Non è un caso isolato. Questo atteggiamento si trascina nel tempo, come dimostrano anche le ripetute difficoltà nella convocazione della commissione trasparenza. Un comportamento che certifica una verità ormai evidente: totale mancanza di rispetto per i gruppi di minoranza e completa sottomissione ai dettami della maggioranza, di cui il presidente è parte integrante.

Ancora più grave è l’incapacità dell’amministrazione di comprendere la portata di quanto accaduto. Nessun segnale, nessuna revisione, soprattutto nel settore dell’urbanistica, già fortemente attenzionato nelle indagini e nei verbali degli inquirenti. Un ambito che oggi porta molti cittadini a porsi una domanda semplice: in questi tre anni ci sono state disparità di trattamento?

A rendere il quadro ancora più surreale, le immagini circolate negli ultimi giorni: l’assessore all’urbanistica che indossa la fascia tricolore durante un appuntamento politico legato al comitato del “No”. Un gesto che parla da solo e che conferma una gestione disinvolta, anche sotto il profilo istituzionale.

Nel frattempo, il sindaco Mantini appare più impegnato, attraverso i suoi riferimenti politici, a difendere l’apparato piuttosto che a cercare la verità su quanto accaduto intorno alla sua amministrazione.

E mentre la città attende risposte, c’è chi festeggia. Alcuni esponenti della lista “Conosco Cisterna” parlano addirittura di vittoria, dimenticando – o fingendo di dimenticare – le misure che hanno coinvolto il primo degli eletti della loro lista. Un circo fantasioso che tenta di cancellare una realtà ben diversa: un’amministrazione finita al centro di vicende giudiziarie con risonanza regionale, liquidate con la comoda formula della “vicenda personale”.

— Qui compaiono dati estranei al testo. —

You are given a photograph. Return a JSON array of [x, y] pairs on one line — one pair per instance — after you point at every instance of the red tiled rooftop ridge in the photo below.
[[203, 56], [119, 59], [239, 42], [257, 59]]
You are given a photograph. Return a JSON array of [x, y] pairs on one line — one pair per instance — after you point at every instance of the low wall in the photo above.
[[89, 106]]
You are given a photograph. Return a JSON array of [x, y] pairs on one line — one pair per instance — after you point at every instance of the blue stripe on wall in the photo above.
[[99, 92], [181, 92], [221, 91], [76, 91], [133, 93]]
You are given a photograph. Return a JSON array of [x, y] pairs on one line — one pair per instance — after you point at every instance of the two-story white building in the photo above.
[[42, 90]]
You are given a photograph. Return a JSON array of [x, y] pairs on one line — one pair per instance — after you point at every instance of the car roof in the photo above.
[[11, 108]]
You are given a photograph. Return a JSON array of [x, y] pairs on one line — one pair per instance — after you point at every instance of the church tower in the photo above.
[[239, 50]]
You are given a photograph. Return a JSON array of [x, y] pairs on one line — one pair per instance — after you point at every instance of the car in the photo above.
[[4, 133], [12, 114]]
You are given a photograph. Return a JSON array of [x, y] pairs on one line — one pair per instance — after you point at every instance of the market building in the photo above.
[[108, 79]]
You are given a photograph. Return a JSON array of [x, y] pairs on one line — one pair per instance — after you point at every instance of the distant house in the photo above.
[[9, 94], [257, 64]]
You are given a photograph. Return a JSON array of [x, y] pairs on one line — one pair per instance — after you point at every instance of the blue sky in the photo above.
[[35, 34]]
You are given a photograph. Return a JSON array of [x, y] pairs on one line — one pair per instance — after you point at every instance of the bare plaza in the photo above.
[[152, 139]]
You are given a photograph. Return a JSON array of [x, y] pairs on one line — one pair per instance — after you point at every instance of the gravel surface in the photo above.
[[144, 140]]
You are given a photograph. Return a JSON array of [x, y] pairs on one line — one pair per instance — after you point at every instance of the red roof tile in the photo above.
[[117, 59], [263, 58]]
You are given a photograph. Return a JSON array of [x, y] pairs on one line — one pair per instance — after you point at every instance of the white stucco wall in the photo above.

È arrivato il momento che il primo cittadino prenda atto della situazione e si confronti nelle sedi opportune, anche guardando ai numeri di una maggioranza che sulla carta conta 13 consiglieri ma che, nella realtà, è segnata da assenze ricorrenti e da equilibri sempre più fragili.

In questo contesto colpisce il silenzio dell’unica donna della lista “Conosco Cisterna”, vicina all’ormai ex consigliere Monti: un silenzio assordante che pesa e che non può passare inosservato.

I consiglieri di opposizione continueranno a lavorare per fare piena luce su tutte le ombre di questa amministrazione. Senza scorciatoie. Senza narrazioni di comodo. Pur consapevoli di non avere oggi i numeri per una sfiducia, resta un dato che la maggioranza non potrà ignorare ancora a lungo: mancano all’appello circa qualche migliaio pagine di intercettazioni. Prima o poi, la realtà presenterà il conto. E questa volta non basterà un articolo per nasconderla”.

Così, in una nota, i consiglieri comunali d’opposizione Vittorio Sambucci, Federica Felicetti, Simonetta Antenucci, Federica Agostini, Pier Luigi Di Cori, Gianluca Del Prete, Marco Squicquaro,Emanuela Pagnanelli e Maria Renee Carturan.